History will probably also forget that no one expected Illinois to beat MSU on Thursday, with the notable exception of Las Vegas. Illini fans watched the previous game, at Maryland, and decided that the dream had died. Illinois basketball was a mirage, a fantasy. They’d just woken up with a hangover and regretted ever investing emotional capital in this squad.

Luke Goode’s forearm rebound

How did Brad Underwood turn the hive mind of his team, the same team that lacked urgency in College Park, into a ramshackle collection of scrappers that beat a ranked team while BOTH of its most heralded players sat out?

This is why I was disappointed, in hindsight, that Matt Stevens didn’t cover the Maryland game for IlliniGuys.

Larry Smith was the IlliniGuy covering the game at Maryland, accompanied by his beautiful wife Rita. It was great seeing them, and Larry is both the consummate professional and a gregarious colleague.

But Matt Stevens would have been useful to have there. Among the regular Illini media pool, he’s the best at probing sports psychology issues. He’s subtle about it. He knows how to ask meaningful questions without making people uncomfortable.

Whatever happens going forward this season, the Maryland game was some kind of turning point. And I’d like to figure out how Underwood managed it. The path to a championship veered off course there. How did he get it back?

We learned later, of course, that Belo was sick and Trent injured. That’s part of the problem. But another reason for the “lack of urgency” was that guys were playing unfamiliar roles. Ben isn’t accustomed to starting Big Ten games. Da’Monte hasn’t been a “scorer” since his high school days.

If Underwood cultivated hesitancy in these guys, at this point, he’d be shooting himself in the foot. So whether he cringed along with you and me, he didn’t show it. That’s the important thing.

(credit: U of I Archives)

NOT ABOUT BASKETBALL

This afternoon in Champaign, the mortal remains of Associate Vice Chancellor Emeritus, former Dean of Students and noted martini quaffer Clarence Shelley will lie in repose at the Pilgrim Missionary Baptist Church.

If you ever set foot in Champaign, you were probably friends with Shelley.

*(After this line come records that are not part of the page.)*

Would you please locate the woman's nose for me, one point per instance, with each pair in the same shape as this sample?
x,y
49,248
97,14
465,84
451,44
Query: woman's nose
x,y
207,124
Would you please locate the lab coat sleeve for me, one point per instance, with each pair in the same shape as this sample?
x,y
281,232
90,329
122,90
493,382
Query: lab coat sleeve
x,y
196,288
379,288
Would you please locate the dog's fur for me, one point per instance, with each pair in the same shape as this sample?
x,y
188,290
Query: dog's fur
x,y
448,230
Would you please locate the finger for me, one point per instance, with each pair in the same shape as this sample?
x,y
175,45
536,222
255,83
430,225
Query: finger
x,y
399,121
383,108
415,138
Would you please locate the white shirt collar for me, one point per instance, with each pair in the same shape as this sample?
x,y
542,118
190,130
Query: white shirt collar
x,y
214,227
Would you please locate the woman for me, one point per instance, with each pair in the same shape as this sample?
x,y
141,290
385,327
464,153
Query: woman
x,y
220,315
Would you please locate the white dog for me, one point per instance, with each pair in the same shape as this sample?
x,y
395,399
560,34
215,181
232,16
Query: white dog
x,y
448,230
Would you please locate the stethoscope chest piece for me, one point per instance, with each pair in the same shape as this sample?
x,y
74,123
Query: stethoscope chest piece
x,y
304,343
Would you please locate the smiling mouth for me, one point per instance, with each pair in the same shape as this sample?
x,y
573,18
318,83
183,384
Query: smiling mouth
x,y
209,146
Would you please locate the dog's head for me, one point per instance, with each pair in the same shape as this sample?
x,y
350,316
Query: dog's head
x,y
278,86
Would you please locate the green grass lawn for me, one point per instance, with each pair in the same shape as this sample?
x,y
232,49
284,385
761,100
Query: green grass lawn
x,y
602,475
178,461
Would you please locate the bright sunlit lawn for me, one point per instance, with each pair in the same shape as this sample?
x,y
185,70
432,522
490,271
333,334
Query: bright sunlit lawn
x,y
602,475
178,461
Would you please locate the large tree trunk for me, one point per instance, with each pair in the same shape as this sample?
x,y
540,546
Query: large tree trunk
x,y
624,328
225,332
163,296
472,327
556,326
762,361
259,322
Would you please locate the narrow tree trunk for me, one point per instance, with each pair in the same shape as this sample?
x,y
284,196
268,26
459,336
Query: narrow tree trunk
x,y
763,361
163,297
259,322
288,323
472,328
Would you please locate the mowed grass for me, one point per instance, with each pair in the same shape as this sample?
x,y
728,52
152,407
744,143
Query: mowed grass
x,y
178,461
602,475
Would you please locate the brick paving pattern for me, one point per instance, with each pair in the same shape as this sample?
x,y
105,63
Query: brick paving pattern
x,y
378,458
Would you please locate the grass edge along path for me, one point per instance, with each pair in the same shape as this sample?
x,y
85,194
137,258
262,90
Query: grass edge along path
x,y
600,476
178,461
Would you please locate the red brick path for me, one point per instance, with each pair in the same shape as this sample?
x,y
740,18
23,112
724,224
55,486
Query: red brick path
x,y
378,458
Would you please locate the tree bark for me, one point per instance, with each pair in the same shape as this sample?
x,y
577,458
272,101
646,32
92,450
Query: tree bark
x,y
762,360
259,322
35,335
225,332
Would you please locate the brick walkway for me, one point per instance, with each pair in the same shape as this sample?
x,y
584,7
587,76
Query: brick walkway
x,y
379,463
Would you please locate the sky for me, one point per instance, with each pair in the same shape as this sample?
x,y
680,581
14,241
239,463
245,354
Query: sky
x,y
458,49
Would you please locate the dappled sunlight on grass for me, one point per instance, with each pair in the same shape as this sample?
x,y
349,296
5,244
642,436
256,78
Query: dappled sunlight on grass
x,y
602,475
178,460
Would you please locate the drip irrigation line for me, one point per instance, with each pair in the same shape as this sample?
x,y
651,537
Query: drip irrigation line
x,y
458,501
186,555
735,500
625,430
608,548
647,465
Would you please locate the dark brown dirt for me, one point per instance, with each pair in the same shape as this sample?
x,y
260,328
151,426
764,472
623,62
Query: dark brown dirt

If you were a black UIUC student trying to acclimate to campus life in the latter half of the 20th century, he counseled you, supported you, and kept you on the straight & narrow.

The author & Clarence Shelley, circa 1996

You can read about Shelley at WCIA, at Smile Politely, in the News-Gazette and its offshoot publication about homes. His obituary is here.

My mother had a friendship with Shelley in the 1970s. He steered black students toward her literature classes when she was a TA before earning her PhD. in 1974. I learned about that in the 1990s, when I befriended Shelley in a reviving downtown Champaign. We were both martini traditionalists.

To the extent that Illinois Basketball needs urban black people to spend their college years among the soybeans & hogs, Dean Shelley was the man who paved a path through the corn. But you didn’t have to play basketball for Shelley to be important. You didn’t even have to be a student, or black.

Very few of us will have an impact on so many lives. So if you can’t make it to the visitation, pour one out for Shelley tonight.